New Delhi: Rating agency Icra Ltd expects the GDPI of the general insurance industry to grow 10-12% on a year-on-year basis in FY13, led by higher growth in health and commercial business sectors as well as awareness of medical insurance and This will be due to increase in economic activities.
The industry’s Gross Direct Premium Income (GDPI) growth has recovered to an estimated 11% in FY12 as compared to a growth of 4% in the previous year on resumption of economic activities already following a decline in Covid-19 infections Had happened.
The GDPI of PSU insurers is expected to grow marginally at 4-6% in the current financial year, while that of private insurers is estimated at 13-15%. However, economic uncertainty due to structural challenges in the automobile industry and rising commodity prices amid geopolitical crises have reduced the risk to this growth rate.
“The GDPI of private sector insurers grew at a faster rate of 14% (E) in FY 2022 as compared to the 5% (E) growth witnessed by Public Sector Undertaking (PSU) insurers. Gross premium from health segment experienced a growth of 26% in 11M FY2022, while fire segment premium grew by 8% in 11M FY2022 despite partial lockdown across the country. After declining in FY2021, the motor business posted a muted 11.4% growth in FY2022 on a lower basis due to structural challenges in the automobile industry. However, the GDPI from the crop business declined by 20% in 11M FY2022, mainly due to a significant drop in the PSU business,” said Sahil Udani, assistant vice president and sector head, financial sector ratings, Icra.

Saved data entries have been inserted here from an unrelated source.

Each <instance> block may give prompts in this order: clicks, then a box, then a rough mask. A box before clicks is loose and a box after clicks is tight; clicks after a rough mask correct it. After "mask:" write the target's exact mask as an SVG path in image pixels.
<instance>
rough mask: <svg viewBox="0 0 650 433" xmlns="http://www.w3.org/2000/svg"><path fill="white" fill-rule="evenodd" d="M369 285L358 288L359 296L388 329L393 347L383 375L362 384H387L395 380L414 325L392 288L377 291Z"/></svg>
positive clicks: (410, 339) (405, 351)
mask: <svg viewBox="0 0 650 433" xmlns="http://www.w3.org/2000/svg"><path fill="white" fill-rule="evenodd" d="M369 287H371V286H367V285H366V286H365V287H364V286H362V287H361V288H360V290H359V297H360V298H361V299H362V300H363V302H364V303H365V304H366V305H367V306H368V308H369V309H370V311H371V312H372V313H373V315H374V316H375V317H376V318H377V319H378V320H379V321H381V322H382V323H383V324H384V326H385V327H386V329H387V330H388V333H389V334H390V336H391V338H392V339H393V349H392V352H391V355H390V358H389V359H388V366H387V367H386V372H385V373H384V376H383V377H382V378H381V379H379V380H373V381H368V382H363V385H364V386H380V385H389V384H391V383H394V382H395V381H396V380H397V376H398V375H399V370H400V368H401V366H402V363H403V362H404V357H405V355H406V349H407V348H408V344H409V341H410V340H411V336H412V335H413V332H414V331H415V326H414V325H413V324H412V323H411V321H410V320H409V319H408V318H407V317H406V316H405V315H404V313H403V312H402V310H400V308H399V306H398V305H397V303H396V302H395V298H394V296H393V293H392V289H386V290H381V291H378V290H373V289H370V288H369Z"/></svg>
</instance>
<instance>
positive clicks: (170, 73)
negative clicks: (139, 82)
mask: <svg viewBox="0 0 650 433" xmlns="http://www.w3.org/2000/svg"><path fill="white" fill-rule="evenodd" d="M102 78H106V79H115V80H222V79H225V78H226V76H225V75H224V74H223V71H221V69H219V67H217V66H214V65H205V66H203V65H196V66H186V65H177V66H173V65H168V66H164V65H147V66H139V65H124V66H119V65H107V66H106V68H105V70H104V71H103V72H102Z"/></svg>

ICRA analyzed the performance of 18 general insurance companies during FY12, which collectively represent nearly 90% of the industry-wide Gross Direct Premium (GDPW). Of these, four were from the public sector and 14 were from the private sector. Industry performance includes all players in the general insurance industry, while the Financial Performance Analysis section and outlook pertains to the 18 entities listed earlier.
With the rise in health claims, the combined ratio across the industry deteriorated to 119% in 9M FY21 from 112% in 9M FY22. Covid claims accounted for 6% of the total number of health claims paid in FY 2011 and are expected to be 11-12% of the total number of health claims paid in FY 2012. The combined ratio for the industry is expected to improve in FY13, driven by lower health claims and a potential improvement in risk pricing by insurers.

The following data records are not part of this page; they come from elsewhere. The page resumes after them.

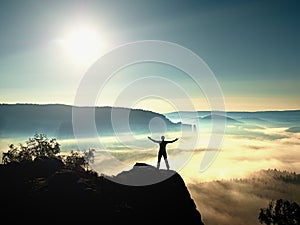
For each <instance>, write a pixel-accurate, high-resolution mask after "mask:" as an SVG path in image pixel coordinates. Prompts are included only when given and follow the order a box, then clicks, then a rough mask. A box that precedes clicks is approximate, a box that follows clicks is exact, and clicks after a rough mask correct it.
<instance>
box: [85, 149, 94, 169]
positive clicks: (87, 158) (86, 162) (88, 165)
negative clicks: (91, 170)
mask: <svg viewBox="0 0 300 225" xmlns="http://www.w3.org/2000/svg"><path fill="white" fill-rule="evenodd" d="M94 152H95V149H92V148H90V149H89V150H88V151H84V152H83V154H84V160H85V163H86V167H87V168H86V169H87V170H88V166H89V165H90V163H94V159H95V155H94Z"/></svg>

Icra expects the combined ratio for PSU insurers to moderate marginally to 124-126% in FY12 from 124-126% in FY12, supported by various cost-cutting measures directed by the Center and improved claims performance Is. However, PSU insurers expect net losses to continue in FY23, with negative RoAEs. Private players with better risk pricing and underwriting practices are expected to report a combined ratio of 106-108% in FY2023, with RoAE at 12-14%.

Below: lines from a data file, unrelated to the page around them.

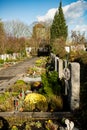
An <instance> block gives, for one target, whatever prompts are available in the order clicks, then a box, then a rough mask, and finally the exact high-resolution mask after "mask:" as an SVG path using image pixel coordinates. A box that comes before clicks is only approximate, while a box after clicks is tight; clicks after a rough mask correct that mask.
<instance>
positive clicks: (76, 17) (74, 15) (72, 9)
mask: <svg viewBox="0 0 87 130" xmlns="http://www.w3.org/2000/svg"><path fill="white" fill-rule="evenodd" d="M86 10H87V2H86V1H83V0H79V1H77V2H73V3H71V4H70V5H67V6H65V7H63V11H64V14H65V18H66V20H67V22H69V23H74V21H75V20H77V19H78V18H81V17H82V16H83V14H84V12H85V11H86Z"/></svg>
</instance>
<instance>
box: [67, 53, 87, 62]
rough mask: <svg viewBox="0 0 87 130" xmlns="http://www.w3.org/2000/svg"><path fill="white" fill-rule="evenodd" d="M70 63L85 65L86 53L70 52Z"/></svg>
mask: <svg viewBox="0 0 87 130" xmlns="http://www.w3.org/2000/svg"><path fill="white" fill-rule="evenodd" d="M70 61H76V62H79V63H82V64H87V52H86V51H75V52H71V53H70Z"/></svg>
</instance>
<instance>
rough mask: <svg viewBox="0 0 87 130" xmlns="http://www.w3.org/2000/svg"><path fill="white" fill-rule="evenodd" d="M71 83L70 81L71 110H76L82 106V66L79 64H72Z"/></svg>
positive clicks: (70, 98)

“With the fall in the combined ratio, PSU insurers reported higher net loss in 9MFY2022. To enhance the solvency profile, the Government of India (GoI) infused fresh equity capital of Rs. 5,000 crore in vulnerable PSU insurers in March 2022. Accordingly, ICRA expects the solvency position of PSU insurers to be ~1.67x or ~1.39x by March 31, 2022, considering 100% or 50% Fair Value Change Account (FVCA). tolerance, respectively. The rating agency expects government support in the form of regulatory tolerance or fresh capital to weak PSU insurers in FY2023.